According to their annual report, Adobe was sitting on a gigantic pile of money last year: $4.3 billion, most of which was cash, cash equivalents, and short-term investments. They spent $738 million on development, nothing on acquisitions, and $1.3 billion on sales and marketing.

They're not taking your money and using it to build or acquire a better Photoshop product. They're taking your money and using it to convince you it's a good idea to keep giving them your money. At least, that's the way it was in 2012.

If you don't have professional level requirements from what these applications offer -- and not even all professionals in relevant fields require them --, there are free alternatives to a number of the applications* above as well as cheap alternatives with different functionality, as well as expensive alternatives with different functionality for Linux, OSX, and Windows. I mean, why would I put MS Office on my machine unless it was absolutely necessary? That's gross.

If we're looking at a Mac as platform to run primarily one must-have application, then it makes even less financial sense to buy one.

Let's continue to use Photoshop as an example. Absolutely gotta have it? No problem.

Instead of a high-end Mac Pro desktop, buy a more powerful Linux PC. Then buy Windows, install that under Linux, then buy Photoshop and install that on Windows. Done.

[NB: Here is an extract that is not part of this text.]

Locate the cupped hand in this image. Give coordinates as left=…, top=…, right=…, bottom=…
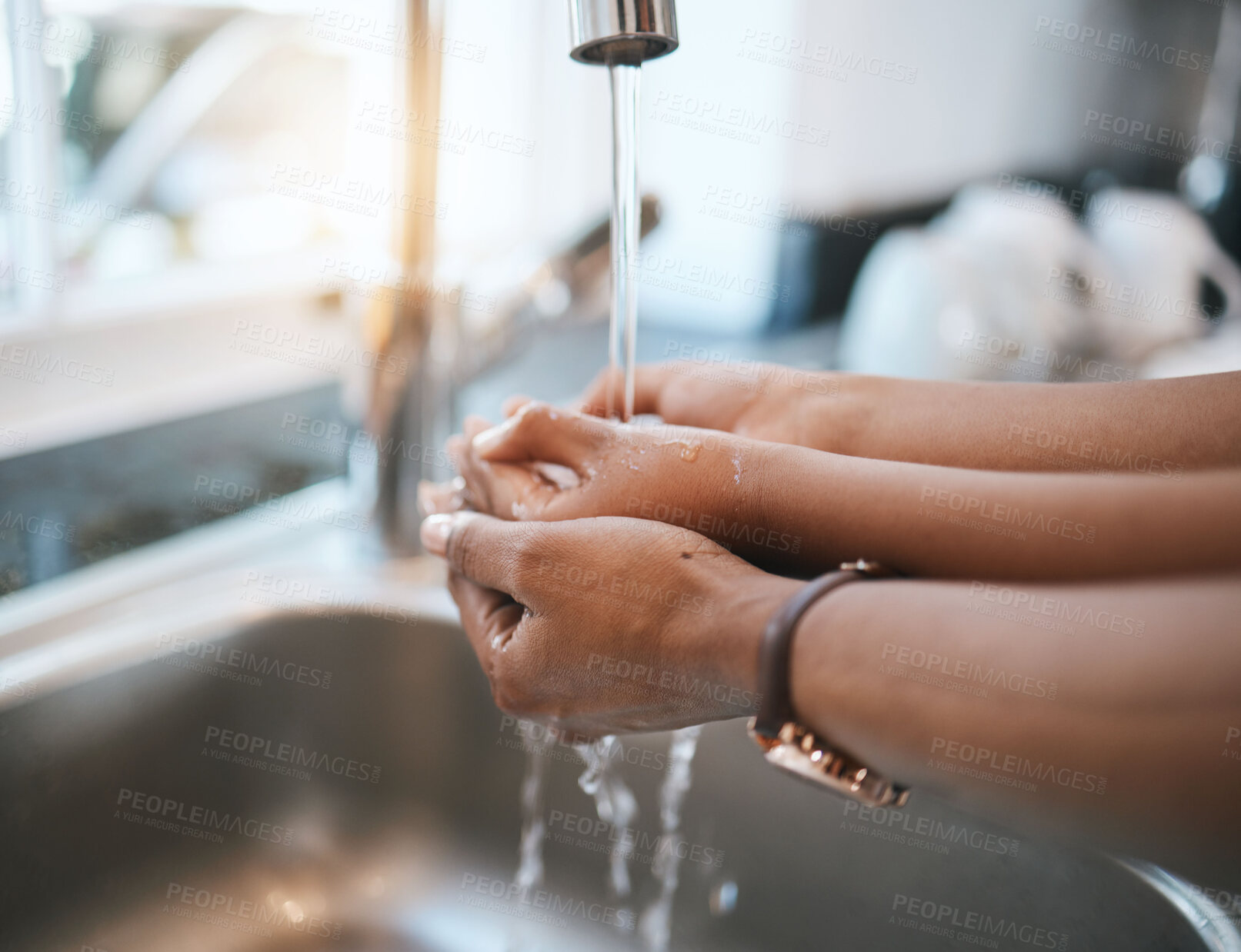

Now take the thousands of dollars you just saved buy not buying that Mac and spend them on a nice vacation to the Galapagos Islands. Or maybe go on a pilgrimage to see Steve Jobs' luxury yacht.

What's so odd about pointing out costs, whether as a professional, a consumer, or a business?  Professions exist for profit. Businesses exist for profit. Maximize incomes; minimize costs.

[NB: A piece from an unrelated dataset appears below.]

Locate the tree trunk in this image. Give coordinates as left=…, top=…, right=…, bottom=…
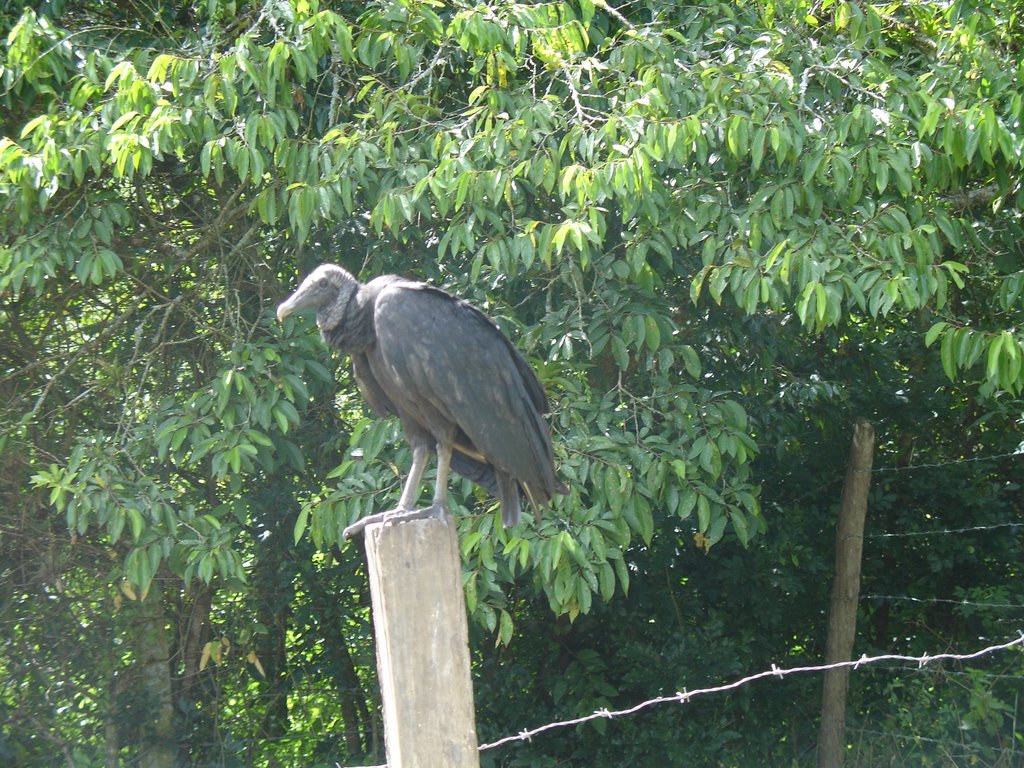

Well, no they exist to provide a service, and profit is a requirement of providing a service. That said, the expectation for professional services is a cost of some sort as opposed to 'free'.

They're not taking your money and using it to build or acquire a better Photoshop product. They're taking your money and using it to convince you it's a good idea to keep giving them your money. At least, that's the way it was in 2012.

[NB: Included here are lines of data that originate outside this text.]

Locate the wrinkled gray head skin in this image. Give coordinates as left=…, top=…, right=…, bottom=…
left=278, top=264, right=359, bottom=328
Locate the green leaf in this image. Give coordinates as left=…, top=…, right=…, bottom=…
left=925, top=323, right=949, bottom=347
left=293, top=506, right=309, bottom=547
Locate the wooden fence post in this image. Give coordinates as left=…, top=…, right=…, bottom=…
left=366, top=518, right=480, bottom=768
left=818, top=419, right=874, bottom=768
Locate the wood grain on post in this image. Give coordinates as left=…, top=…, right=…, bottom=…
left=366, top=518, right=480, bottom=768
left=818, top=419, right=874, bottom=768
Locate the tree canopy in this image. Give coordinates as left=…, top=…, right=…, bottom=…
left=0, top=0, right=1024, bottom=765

They are doing both. I am not arguing whether their business model is optimal (or even good) or not from a consumer perspective -- I already stated that they don't need to charge that much to remain lucrative --, just that charging for their product in and of itself isn't a bad thing.

GIMP may not replace Photoshop in every situation (and I said as much originally) but if finding out doesn't cost a dime, then why not find out?

I have never offered an opinion to the contrary. I have suggested GimpShop specifically to others for that reason.

Now take the thousands of dollars you just saved buy not buying that Mac and spend them on a nice vacation to the Galapagos Islands.

Given the option between jerking off with my left hand or my right, I'd rather... I mean I'd rather use OSX over Windows, and I am still taking that Galápagos vacation in October this year.  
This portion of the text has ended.